Поэтому, может быть, нет ничего удивительного в том, что меня душит ревность, когда на утреннем марш-броске, остановившись завязать шнурок, я теряю Уилла в толпе и потом, протолкнувшись вперед (но стараясь, чтобы мои намерения были не слишком очевидны), обнаруживаю, что он идет впереди колонны и задушевно беседует не с кем иным, как с Вульфом, нашим идейным отказником! Я гляжу в изумлении: с Вульфом никогда никто не ходит и не говорит. У него на кровати каждый вечер появляются белые перышки — из наших подушек, причем в таком количестве, что Моуди, любящий Вульфа не больше нашего, приказывает это прекратить, иначе мы скоро останемся без подушек, будем спать головой на матрасе и просыпаться с затекшей шеей. Я озираюсь, гадая, заметил ли кто-нибудь, но мои однополчане слишком заняты переставлением ног — головы у них склонены, глаза полузакрыты, все мысли только о том, как бы скорей вернуться в лагерь, к сомнительным удовольствиям завтрака.
Я, полный решимости вклиниться в беседу, слегка прибавляю скорость, наконец догоняю Уилла с Вульфом и пристраиваюсь рядом с Уиллом. Я с беспокойством гляжу на него, а Вульф вытягивает шею и улыбается мне. У меня создается впечатление, что я прервал его речь, — Вульф никогда не участвует в разговорах, а только произносит речи, — но он уже замолчал, а Уилл смотрит на меня, и на лице у него написано, что он удивлен моему появлению, но рад меня видеть.
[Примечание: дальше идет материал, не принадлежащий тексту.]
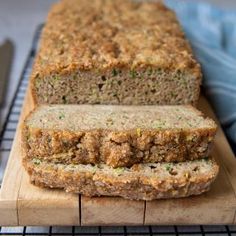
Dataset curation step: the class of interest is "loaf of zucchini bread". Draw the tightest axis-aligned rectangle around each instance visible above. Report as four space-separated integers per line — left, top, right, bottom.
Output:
31 0 201 105
22 105 216 167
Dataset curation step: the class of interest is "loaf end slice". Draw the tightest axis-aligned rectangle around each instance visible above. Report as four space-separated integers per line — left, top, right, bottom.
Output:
31 0 202 105
24 159 219 200
22 105 216 167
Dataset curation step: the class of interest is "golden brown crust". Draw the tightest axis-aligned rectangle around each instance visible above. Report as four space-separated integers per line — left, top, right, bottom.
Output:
24 160 219 200
22 105 216 167
22 127 215 167
32 0 201 79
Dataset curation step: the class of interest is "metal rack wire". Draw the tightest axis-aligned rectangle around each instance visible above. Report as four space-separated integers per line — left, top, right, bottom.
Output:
0 26 236 236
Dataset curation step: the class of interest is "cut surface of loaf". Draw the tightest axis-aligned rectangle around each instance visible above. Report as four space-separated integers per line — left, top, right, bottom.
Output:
24 159 219 200
22 105 216 167
31 0 201 105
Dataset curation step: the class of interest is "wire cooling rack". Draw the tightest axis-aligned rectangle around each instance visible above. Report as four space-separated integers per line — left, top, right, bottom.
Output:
0 26 236 236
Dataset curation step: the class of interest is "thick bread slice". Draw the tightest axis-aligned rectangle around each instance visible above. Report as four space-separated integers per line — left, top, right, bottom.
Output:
24 159 219 200
22 105 216 167
31 0 202 105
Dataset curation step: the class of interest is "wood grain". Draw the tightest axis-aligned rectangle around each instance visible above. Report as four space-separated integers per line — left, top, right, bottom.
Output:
0 86 33 225
0 91 236 225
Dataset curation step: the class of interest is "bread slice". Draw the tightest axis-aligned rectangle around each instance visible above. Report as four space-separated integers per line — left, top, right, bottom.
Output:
31 0 201 105
24 159 219 200
22 105 216 167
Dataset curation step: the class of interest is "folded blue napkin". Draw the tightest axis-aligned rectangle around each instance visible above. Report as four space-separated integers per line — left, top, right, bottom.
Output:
165 0 236 151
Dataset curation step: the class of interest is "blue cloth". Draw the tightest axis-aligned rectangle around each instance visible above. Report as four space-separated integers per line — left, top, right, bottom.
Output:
166 0 236 150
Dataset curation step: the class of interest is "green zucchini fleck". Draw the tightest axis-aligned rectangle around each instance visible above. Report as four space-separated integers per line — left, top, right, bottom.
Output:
112 69 118 76
33 158 41 165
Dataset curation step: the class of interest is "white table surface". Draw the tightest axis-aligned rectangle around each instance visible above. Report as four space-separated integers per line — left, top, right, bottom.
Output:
0 0 236 232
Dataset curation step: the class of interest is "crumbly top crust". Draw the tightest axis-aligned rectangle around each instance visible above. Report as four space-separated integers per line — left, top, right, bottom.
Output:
33 0 200 77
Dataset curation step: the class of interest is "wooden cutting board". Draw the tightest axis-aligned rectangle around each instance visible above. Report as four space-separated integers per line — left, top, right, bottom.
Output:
0 85 236 226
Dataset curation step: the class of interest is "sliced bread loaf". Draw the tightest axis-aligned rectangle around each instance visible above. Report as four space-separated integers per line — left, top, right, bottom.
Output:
31 0 202 105
22 105 216 167
24 159 219 200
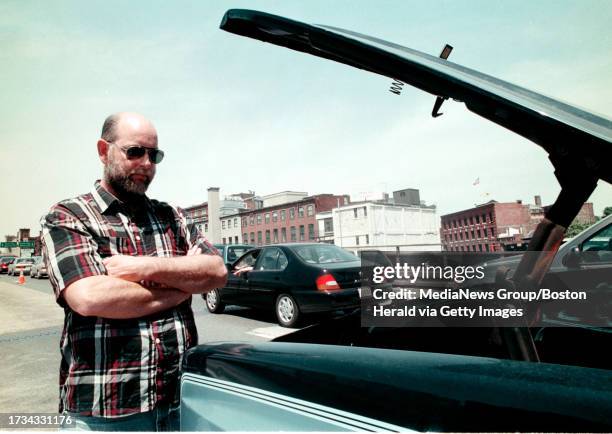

Одна из черт, которые мне в нем нравятся, — то, что он (по крайней мере, я так думаю) искренне наслаждается моим обществом. Когда я с ним, я чувствую себя таким же хорошим человеком, как он, таким же умным, таким же легким в общении, а по правде сказать, я на самом деле далек от того, другого и третьего. И еще мне кажется, упорно кажется, что он питает ко мне какие-то чувства.
— Тристан, — бодро говорит он. — А я гадал, что с тобой случилось. Думал — может, ты завалился обратно спать. Мы с Артуром разговорились. Он мне рассказывал о своих планах на будущее.
— Правда? — Я гляжу на Вульфа. — Что же это за планы? Он хочет стать священником и дорасти до Папы Римского?
— Эй, полегче. — В голосе Уилла слышится нотка неодобрения. — Ты же знаешь, что мой отец — священник. Если человек хочет идти служить в церковь, в этом ничего плохого нет. Если, конечно, ему такое подходит. Мне вот не подошло, но все люди разные.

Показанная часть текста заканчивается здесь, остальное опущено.